Thursday, 14 August 2025

Fundraising Trunks

Many French churches have what they call 'un tronc' (a trunk). They are boxes with a slot so people can make donations in cash. It can be connected to lighting a candle and the money is often destined to be alms for the poor (generally managed by Caritas), or sometimes to cover expenses linked to the parish or the maintenance of the church. There will usually be a note somewhere saying what the funds collected are to be used for. Sometimes the collection box will be associated with a particular saint.

 

A typical 'tronc'. This one is in Poitiers Cathedral. It seems to be raising money for the Cathedral bookshop, but I don't know to what purpose the money will be put.

Collection box, Poitiers Cathedral, France.

Because they are left for the public to access, without surveillance, they are vulnerable to theft. So they are often inserted into a wall or floor, and locked, with the key held by someone responsible in the church.

 

One of my clients hammering a tack into the trunk in Loches.

Hammering a tack into a trunk in a church in France.

In some churches the trunk is a literal tree trunk and those who wish to give 'buy' a tack and hammer it in (in lieu of buying a candle).
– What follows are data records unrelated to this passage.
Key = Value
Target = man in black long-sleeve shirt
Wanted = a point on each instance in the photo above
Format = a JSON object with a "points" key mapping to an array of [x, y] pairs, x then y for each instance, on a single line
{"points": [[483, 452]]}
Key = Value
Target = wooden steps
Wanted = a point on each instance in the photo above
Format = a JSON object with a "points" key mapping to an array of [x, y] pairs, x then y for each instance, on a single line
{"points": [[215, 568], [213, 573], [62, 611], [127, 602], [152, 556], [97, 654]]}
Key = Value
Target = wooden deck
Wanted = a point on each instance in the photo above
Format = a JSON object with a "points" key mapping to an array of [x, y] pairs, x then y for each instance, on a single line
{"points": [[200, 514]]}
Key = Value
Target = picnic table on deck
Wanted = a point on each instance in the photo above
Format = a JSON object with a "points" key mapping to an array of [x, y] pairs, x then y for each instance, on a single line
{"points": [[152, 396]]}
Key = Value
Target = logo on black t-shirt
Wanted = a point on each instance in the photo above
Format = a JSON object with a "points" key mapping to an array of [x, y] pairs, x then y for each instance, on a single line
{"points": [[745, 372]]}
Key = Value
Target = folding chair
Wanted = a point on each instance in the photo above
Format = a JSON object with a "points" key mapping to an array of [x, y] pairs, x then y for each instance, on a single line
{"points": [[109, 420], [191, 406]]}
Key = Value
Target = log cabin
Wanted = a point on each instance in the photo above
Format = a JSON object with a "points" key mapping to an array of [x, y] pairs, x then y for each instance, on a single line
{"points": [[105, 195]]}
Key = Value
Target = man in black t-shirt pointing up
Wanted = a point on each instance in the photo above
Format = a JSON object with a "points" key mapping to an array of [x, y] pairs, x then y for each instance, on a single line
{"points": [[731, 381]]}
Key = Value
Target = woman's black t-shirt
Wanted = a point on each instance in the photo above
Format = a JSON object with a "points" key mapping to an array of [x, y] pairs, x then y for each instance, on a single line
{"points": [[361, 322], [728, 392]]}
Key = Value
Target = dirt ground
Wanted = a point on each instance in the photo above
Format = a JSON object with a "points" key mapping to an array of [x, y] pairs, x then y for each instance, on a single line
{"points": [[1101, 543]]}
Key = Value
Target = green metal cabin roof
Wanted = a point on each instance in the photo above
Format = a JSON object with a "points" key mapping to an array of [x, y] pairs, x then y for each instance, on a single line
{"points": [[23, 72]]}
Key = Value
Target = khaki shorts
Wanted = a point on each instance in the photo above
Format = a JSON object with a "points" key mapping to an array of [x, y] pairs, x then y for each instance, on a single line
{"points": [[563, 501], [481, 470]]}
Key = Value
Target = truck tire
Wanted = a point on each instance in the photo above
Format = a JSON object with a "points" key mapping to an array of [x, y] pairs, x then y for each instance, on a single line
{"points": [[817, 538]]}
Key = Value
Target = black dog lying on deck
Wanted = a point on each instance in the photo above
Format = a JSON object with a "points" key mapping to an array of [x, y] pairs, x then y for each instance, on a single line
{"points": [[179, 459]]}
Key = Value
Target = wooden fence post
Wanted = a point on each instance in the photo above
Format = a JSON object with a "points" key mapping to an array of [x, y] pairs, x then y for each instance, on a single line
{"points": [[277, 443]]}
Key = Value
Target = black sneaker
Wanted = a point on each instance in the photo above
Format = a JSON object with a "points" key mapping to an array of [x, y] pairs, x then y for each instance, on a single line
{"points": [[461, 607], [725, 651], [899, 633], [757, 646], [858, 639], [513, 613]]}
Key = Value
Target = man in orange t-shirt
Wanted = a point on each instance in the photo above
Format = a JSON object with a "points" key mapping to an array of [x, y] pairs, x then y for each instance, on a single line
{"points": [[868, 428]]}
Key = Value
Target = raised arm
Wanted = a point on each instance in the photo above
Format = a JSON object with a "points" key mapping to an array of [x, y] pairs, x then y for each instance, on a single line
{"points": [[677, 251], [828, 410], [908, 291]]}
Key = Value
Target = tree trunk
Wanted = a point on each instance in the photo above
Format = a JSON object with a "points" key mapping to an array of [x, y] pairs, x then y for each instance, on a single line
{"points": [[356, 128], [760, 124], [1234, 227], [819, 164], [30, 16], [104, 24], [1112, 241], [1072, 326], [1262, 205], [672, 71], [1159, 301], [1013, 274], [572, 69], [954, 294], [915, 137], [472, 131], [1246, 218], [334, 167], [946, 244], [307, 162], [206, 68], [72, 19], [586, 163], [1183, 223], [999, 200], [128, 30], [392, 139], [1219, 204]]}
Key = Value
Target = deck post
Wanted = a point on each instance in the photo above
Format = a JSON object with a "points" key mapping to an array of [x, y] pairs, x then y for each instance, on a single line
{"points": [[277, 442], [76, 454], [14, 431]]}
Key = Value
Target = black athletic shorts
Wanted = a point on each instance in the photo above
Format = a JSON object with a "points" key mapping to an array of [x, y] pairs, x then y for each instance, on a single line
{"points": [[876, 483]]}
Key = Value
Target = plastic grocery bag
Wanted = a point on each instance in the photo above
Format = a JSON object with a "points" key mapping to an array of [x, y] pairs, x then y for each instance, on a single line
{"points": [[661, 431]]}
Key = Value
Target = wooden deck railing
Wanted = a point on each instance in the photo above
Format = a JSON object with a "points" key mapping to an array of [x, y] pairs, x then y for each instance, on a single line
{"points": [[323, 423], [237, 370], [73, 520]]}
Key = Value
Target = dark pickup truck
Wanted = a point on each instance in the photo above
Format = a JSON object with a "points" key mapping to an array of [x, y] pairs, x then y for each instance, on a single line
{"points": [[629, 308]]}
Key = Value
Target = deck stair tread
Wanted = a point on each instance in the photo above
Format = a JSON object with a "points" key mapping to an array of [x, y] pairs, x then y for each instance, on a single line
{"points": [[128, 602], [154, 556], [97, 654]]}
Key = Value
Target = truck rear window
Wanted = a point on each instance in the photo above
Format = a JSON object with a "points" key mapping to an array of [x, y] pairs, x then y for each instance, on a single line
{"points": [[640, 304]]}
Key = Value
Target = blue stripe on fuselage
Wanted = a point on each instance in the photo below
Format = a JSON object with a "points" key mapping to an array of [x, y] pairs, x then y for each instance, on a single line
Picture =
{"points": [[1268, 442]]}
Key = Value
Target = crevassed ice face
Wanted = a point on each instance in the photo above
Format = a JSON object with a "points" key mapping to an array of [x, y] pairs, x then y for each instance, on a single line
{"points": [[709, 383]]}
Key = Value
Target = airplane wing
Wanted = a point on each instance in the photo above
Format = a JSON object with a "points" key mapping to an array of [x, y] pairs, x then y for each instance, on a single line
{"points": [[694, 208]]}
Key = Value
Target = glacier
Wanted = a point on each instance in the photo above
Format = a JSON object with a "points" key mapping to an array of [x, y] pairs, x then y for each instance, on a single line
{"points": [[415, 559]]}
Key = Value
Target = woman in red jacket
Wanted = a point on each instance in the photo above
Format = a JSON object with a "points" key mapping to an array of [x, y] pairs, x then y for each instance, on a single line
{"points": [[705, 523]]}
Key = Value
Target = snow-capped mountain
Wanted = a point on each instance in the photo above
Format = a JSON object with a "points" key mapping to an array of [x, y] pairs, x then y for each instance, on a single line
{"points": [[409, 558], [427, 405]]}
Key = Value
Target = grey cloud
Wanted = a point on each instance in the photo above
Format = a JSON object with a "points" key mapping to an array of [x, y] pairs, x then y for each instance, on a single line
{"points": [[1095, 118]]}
This had a resurgence in 2010 when a priest in Dordogne revived the practice, but Saint Ours in Loches is one of only two churches to have an 'original' trunk, dating from the 1960s.

 

The porch of Saint Ours in Loches, with the 'tronc' on the left.

Tympanum of Saint Ours, Loches, France.

I read an account of a man convicted in the 19th century of robbing a 'tronc'. Apparently he used a 'baguette' smothered in glu* and poked it through the coin slot to laboriously pick up a few coins at a time. It took me a few seconds to realise that in French a 'baguette' can be a variety of long thin things, not necessarily a loaf of bread. So of course he was using a stick, but in the meantime, before I remembered, I'd laughed out loud at the image in my mind.

*Glu is the dreadful sticky concoction that is used to trap birds such as thrushes. Notoriously, holly bark is the source of glu. The bark is left to ferment in spring water and after some manipulation a greenish water resistant paste is produced. This is mixed with poultry fat, vinegar, oil, and turpentine, boiled whilst stirring and when ready spread on fruit trees.